All positional embedding implementations should inherit from this base class and implement the forward method.

Methods

`extra_repr(self) -> str`

Source: src/olm/nn/embeddings/positional/base.py:40

String representation of the module for debugging.

Override this in subclasses to provide useful information.

`forward(self, *args, **kwargs) -> torch.Tensor`

Source: src/olm/nn/embeddings/positional/base.py:25

Apply positional information to input tensor(s).

The signature and behavior of this method varies by implementation:

Some add to embeddings (Absolute, Sinusoidal)
Some rotate representations (RoPE)
Some return bias to add to attention scores (ALiBi)

Returns

Transformed tensor(s) with positional information applied

`RotaryPositionalEmbedding(head_dim: int, max_seq_len: int, base: int = 10000)`

Bases: olm.nn.embeddings.positional.base.PositionalEmbeddingBase

Source: src/olm/nn/embeddings/positional/rope.py:8

Rotary Positional Embedding (RoPE) as described in “RoFormer: Enhanced Transformer with Rotary Position Embedding” (arXiv 2104.09864).

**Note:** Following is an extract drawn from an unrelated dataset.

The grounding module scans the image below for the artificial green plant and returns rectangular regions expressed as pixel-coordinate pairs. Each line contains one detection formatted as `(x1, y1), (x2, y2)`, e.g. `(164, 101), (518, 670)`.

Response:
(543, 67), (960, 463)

This module precomputes sin/cos rotation frequencies for a given head‐dim, and then applies to query/key representations via interleaving real/imag parts (or equivalently pairs of dims).

Methods

`forward(self, x: torch.Tensor, seq_positions: torch.LongTensor | None = None) -> torch.Tensor`

Source: src/olm/nn/embeddings/positional/rope.py:54

Apply rotary positional embedding to input tensor x.

Parameters

x: shape (batch_size, seq_len, num_heads, head_dim)
seq_positions: optional tensor of shape (batch_size, seq_len) with position indices. If None, assumes positions are 0..seq_len-1 for each batch.

Returns

Tensor of same shape as x, with RoPE applied.

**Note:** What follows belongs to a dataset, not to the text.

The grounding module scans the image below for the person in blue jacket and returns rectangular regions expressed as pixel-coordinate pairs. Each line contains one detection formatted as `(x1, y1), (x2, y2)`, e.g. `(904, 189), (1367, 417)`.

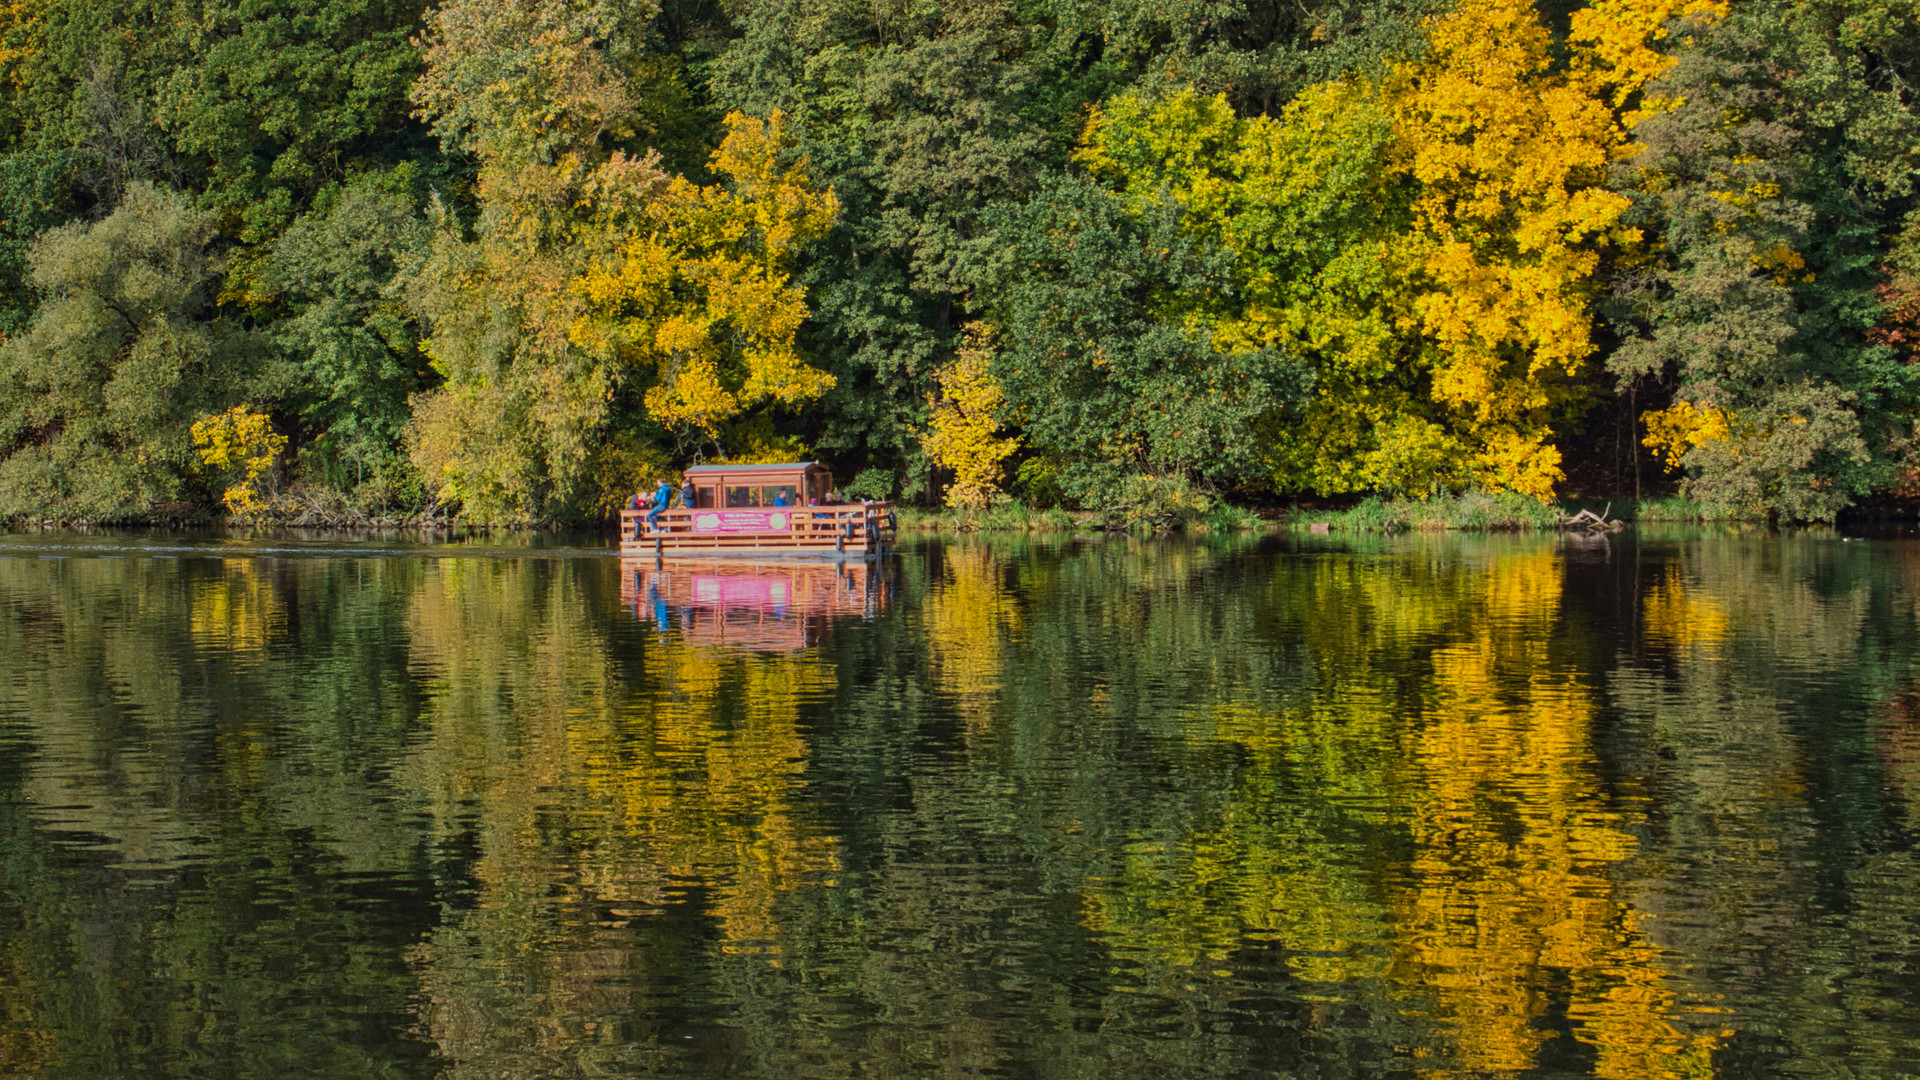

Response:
(646, 477), (674, 532)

`ScaledRotaryPositionalEmbedding(head_dim: int, max_seq_len: int = 2048, base: int = 10000, scaling_type: Literal['linear', 'ntk', 'dynamic_ntk', 'yarn', 'xpos'] = 'linear', scaling_factor: float = 1.0, original_max_seq_len: int | None = None, yarn_alpha: float = 1.0, yarn_beta: float = 32.0, xpos_scale_base: int | None = None)`

Bases: olm.nn.embeddings.positional.base.PositionalEmbeddingBase

Source: src/olm/nn/embeddings/positional/rope.py:250

Scaled Rotary Positional Embedding with multiple scaling strategies.

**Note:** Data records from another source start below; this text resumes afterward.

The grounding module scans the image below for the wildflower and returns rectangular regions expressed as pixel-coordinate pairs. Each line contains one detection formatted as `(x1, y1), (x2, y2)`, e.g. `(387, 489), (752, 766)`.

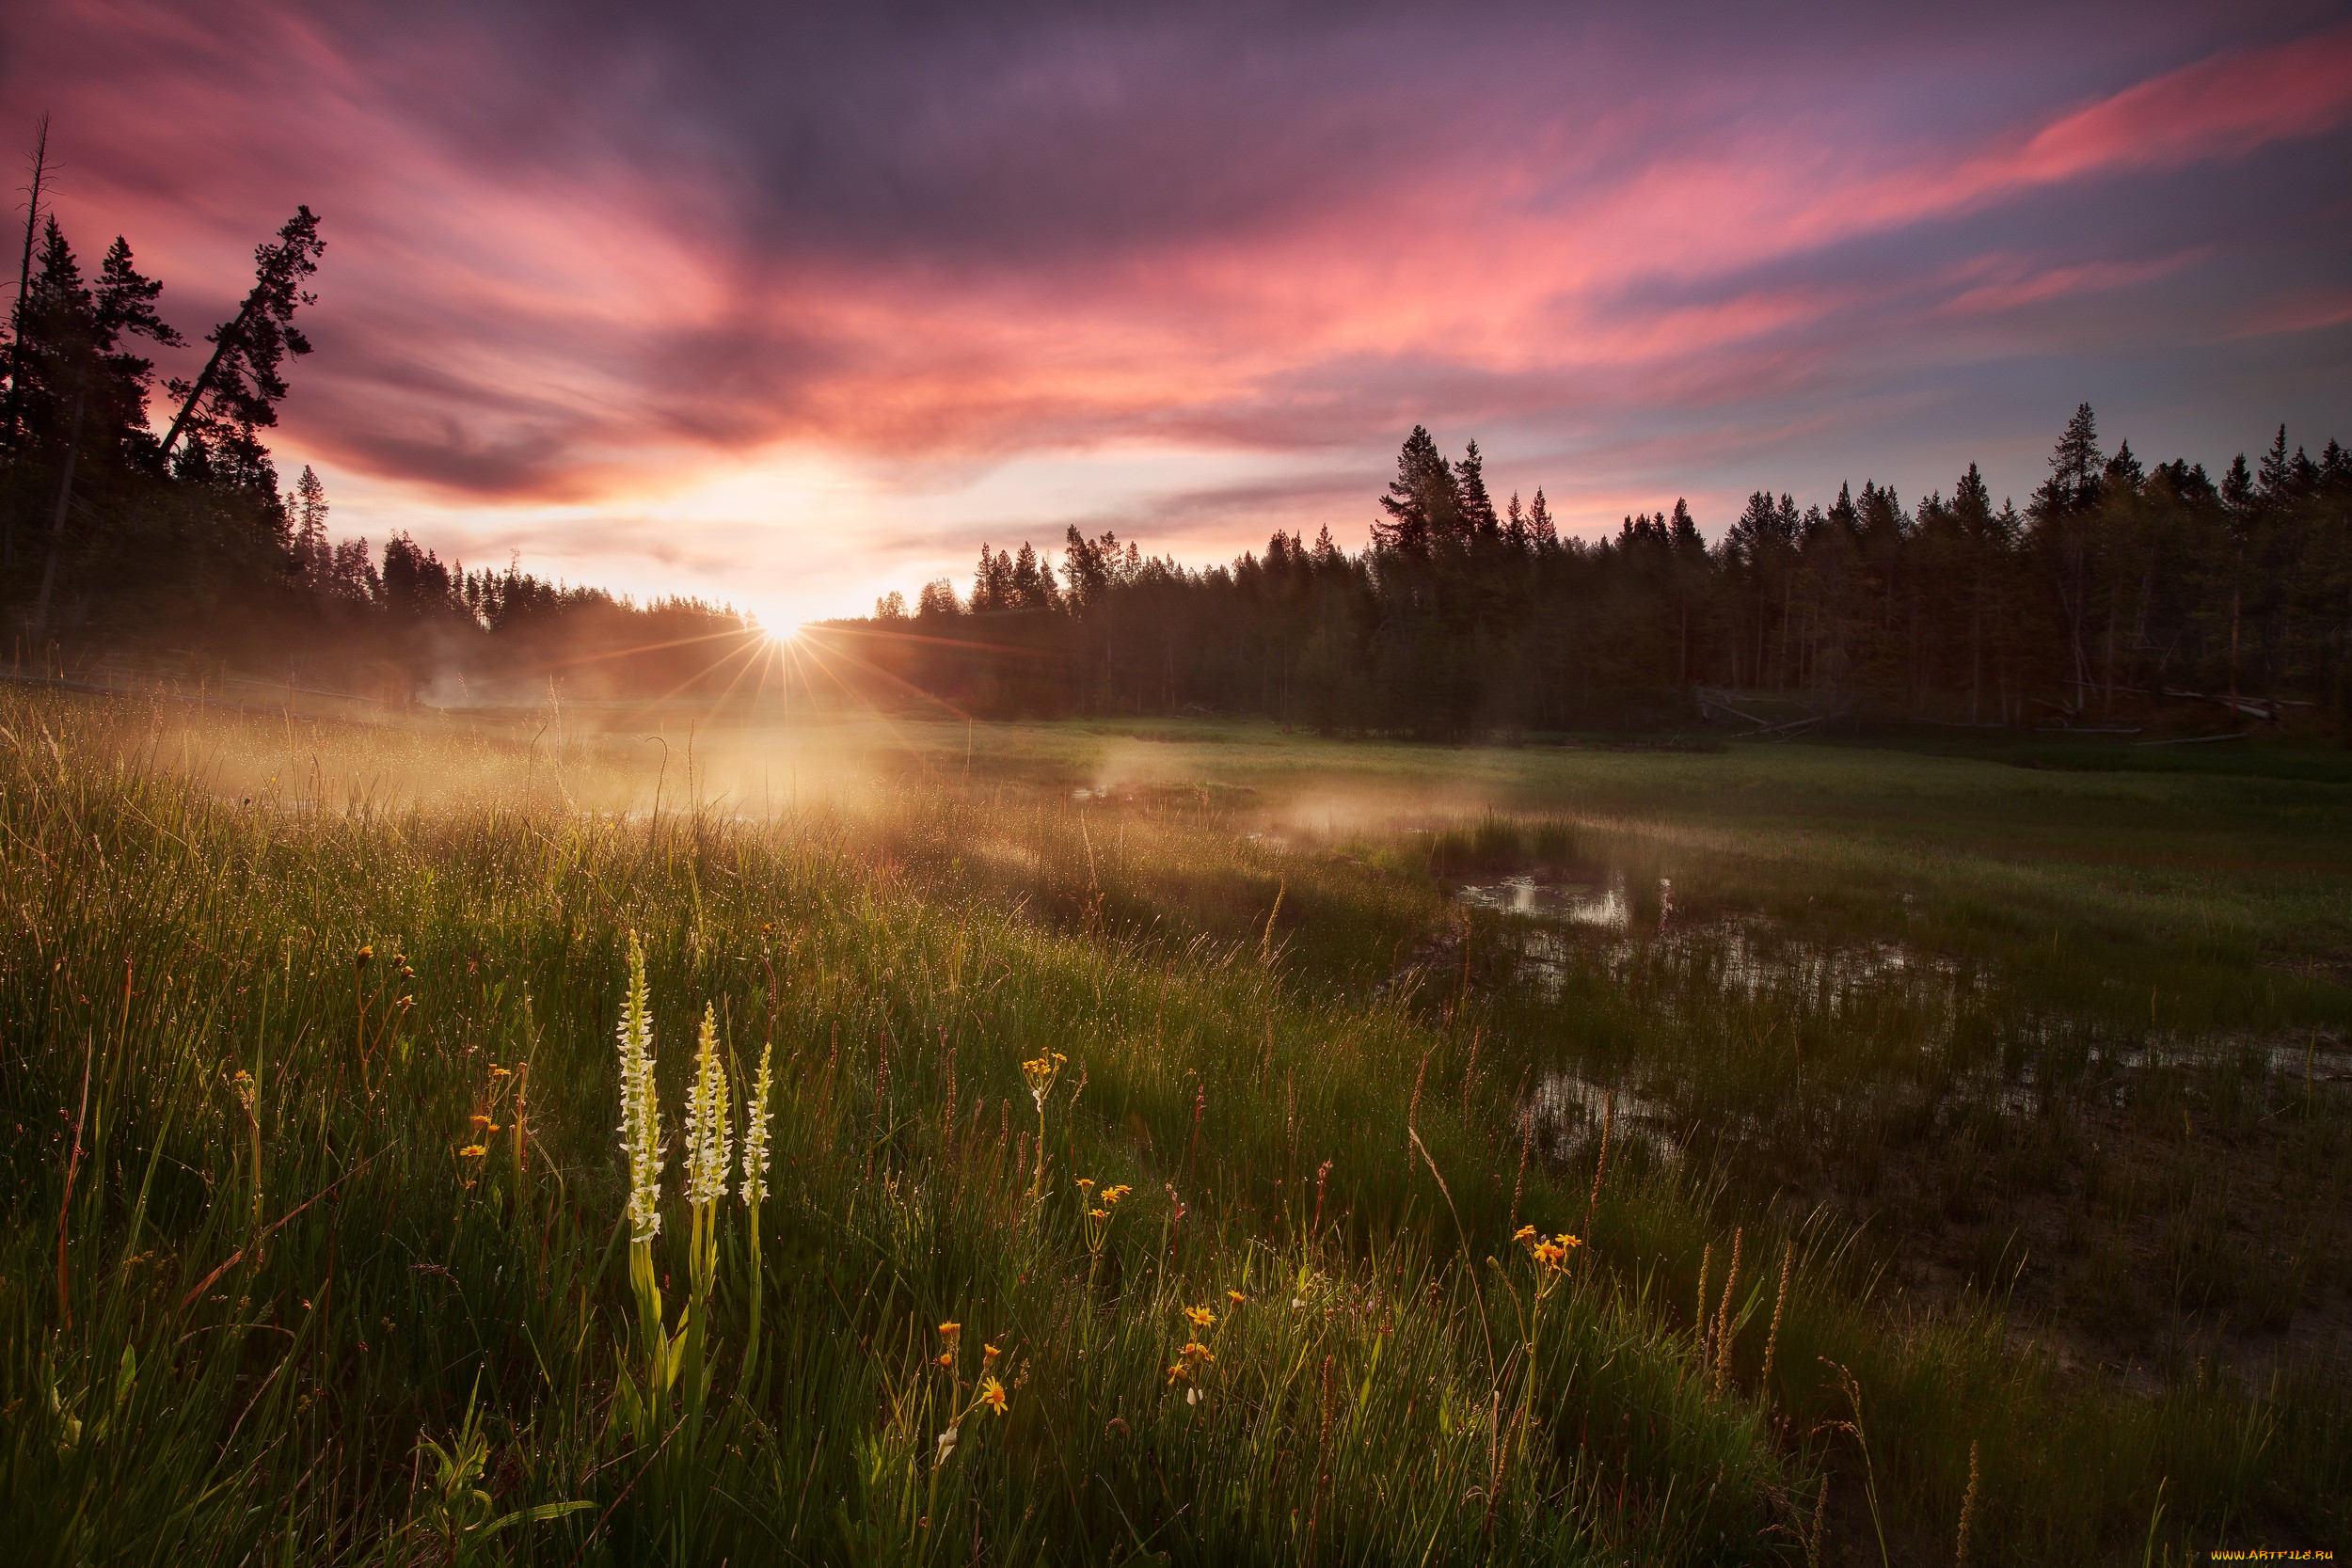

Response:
(1076, 1177), (1095, 1193)
(1019, 1050), (1068, 1109)
(682, 1003), (732, 1208)
(470, 1113), (492, 1127)
(1183, 1305), (1215, 1330)
(739, 1037), (775, 1207)
(940, 1322), (961, 1338)
(1166, 1362), (1192, 1385)
(1180, 1341), (1214, 1363)
(489, 1066), (511, 1080)
(614, 934), (663, 1243)
(936, 1352), (955, 1369)
(1227, 1290), (1248, 1306)
(1530, 1232), (1584, 1271)
(1512, 1225), (1536, 1245)
(356, 945), (373, 969)
(982, 1342), (1002, 1364)
(458, 1144), (487, 1159)
(1089, 1207), (1109, 1220)
(1102, 1184), (1132, 1205)
(978, 1377), (1007, 1414)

Supports the following scaling methods for extending context length:

'linear': Linear position interpolation (Position Interpolation, arXiv:2306.15595)
'ntk': NTK-aware scaling (dynamically adjusts base frequency)
'dynamic_ntk': Dynamic NTK (adjusts base based on current sequence length)
'yarn': YaRN (Yet another RoPE extensioN method, arXiv:2309.00071)
'xpos': XPos (exponential decay for better extrapolation, arXiv:2212.10554)

Methods

`forward(self, x: torch.Tensor, seq_positions: torch.LongTensor | None = None) -> torch.Tensor`

Source: src/olm/nn/embeddings/positional/rope.py:398

Apply scaled rotary positional embedding to input tensor x.

Parameters

x: shape (batch_size, seq_len, num_heads, head_dim)
seq_positions: optional tensor of shape (batch_size, seq_len) with position indices. If None, assumes positions are 0..seq_len-1 for each batch.

Returns

Tensor of same shape as x, with scaled RoPE applied.

`SinusoidalPositionalEmbedding(embed_dim: int, max_seq_len: int = 5000, base: int = 10000, dropout: float = 0.0)`

Bases: olm.nn.embeddings.positional.base.PositionalEmbeddingBase

Source: src/olm/nn/embeddings/positional/sinusoidal.py:9

Sinusoidal Positional Embedding as described in "Attention Is All You Need" (Vaswani et al., 2017).

Uses fixed sine and cosine functions of different frequencies to encode positions. Unlike learned embeddings, these are deterministic and can extrapolate to longer sequences than seen during training.

PE(pos, 2i) = sin(pos / 10000^(2i/d_model)) PE(pos, 2i+1) = cos(pos / 10000^(2i/d_model))

Methods

`forward(self, x: torch.Tensor, seq_positions: torch.LongTensor | None = None) -> torch.Tensor`

Source: src/olm/nn/embeddings/positional/sinusoidal.py:80

Apply sinusoidal positional embedding to input tensor x.

Parameters

x: shape (batch_size, seq_len, embed_dim) - token embeddings
seq_positions: optional tensor of shape (batch_size, seq_len) with position indices. If None, assumes positions are 0..seq_len-1 for each batch.

Returns

Tensor of same shape as x, with positional embeddings added.